Einer, der das nicht nötig hatte, war Wilhelm Solms. Denn alle Ideologien
demaskierte er mit Karl Marx als notwendig falsches Bewußtsein. Keine
schlechte Lehre für einen Professor am [1][Institut für Neuere Deutsche
Literatur in Marburg]. Ebenso sympathisch war seine Zuneigung zu
Außenseitern, war er doch selber einer.
Geboren 1937 im mittelhessischen Lich als Wilhelm Prinz
Solms-Hohensolms-Lich wurde er von klein auf anders behandelt als alle
Anderen. Natürlich mit Ausnahme seiner zwei Brüder, der Ältere übernahm als
8. Fürst die Verantwortung für Schloß und Besitzungen, während der Jüngere
Karriere in der FDP machte. Wilhelm Solms faßte das Konzept der FDP
übrigens bündig so zusammen: Stellen sie sich ein Zimmer mit zwanzig
zufällig zusammengewürfelten Personen vor. Mindestens einer von denen ist
ein Unsympath. Und das ist der FDP-Wähler.

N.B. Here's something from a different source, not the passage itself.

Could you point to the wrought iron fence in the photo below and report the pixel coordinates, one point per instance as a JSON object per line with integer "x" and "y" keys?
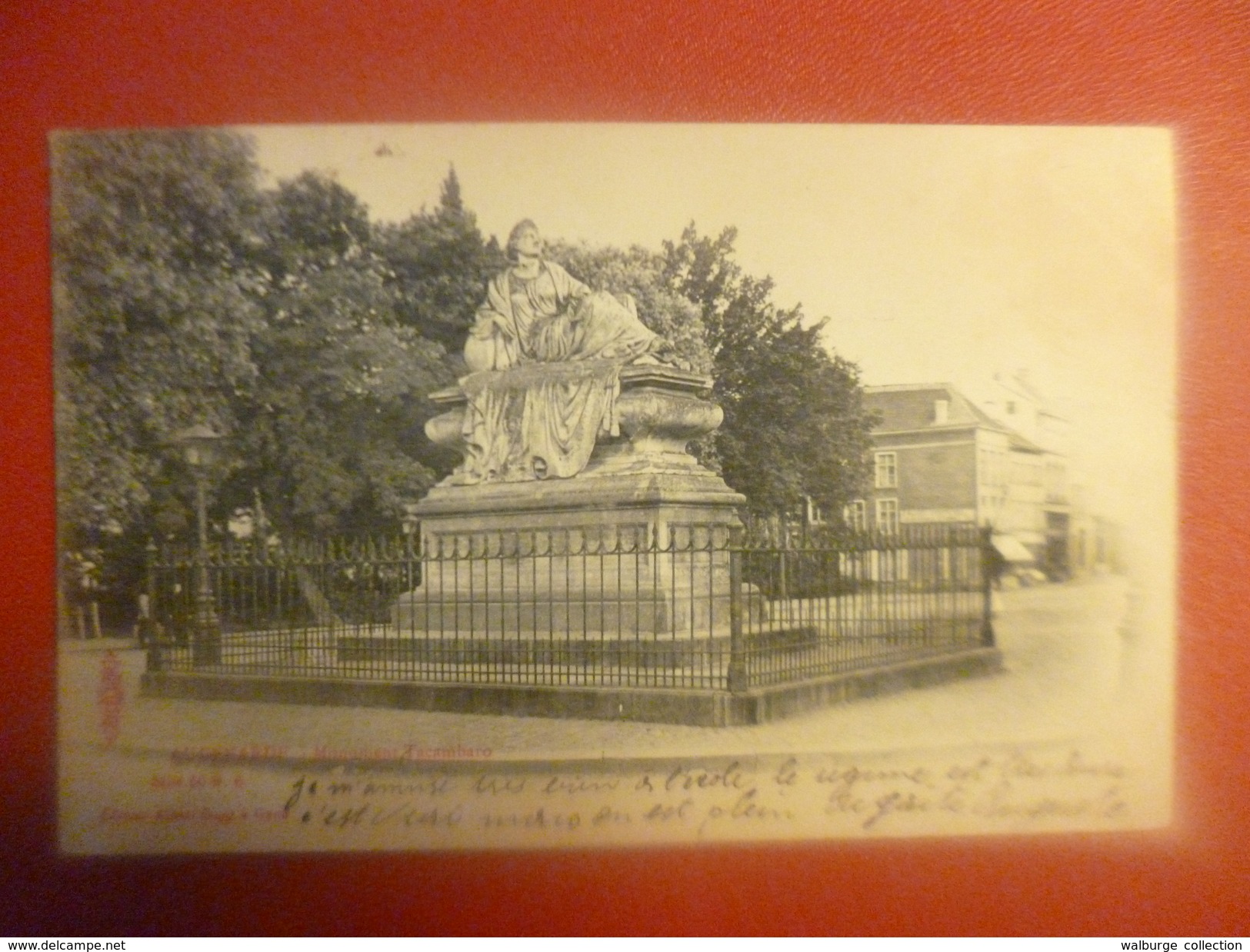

Nach Schulzeit im Internat Schloß Salem (das man besser als seine
literarische Adaption Burg Schreckenstein kennt), ein Schutzraum für die
Kinder der Reichen und Mächtigen, studierte er in München und Wien und
promovierte 1970 mit einer Arbeit über [2][Goethes West-östlicher Diwan.]
Ein handfestes literaturwissenschaftliches Werk, in dem er mit Hilfe der
Wasserzeichen des handgeschöpften Papiers, auf dem Goethe die Gedichte
schrieb, eine bis heute gültige Chronologie des Diwan erarbeitete.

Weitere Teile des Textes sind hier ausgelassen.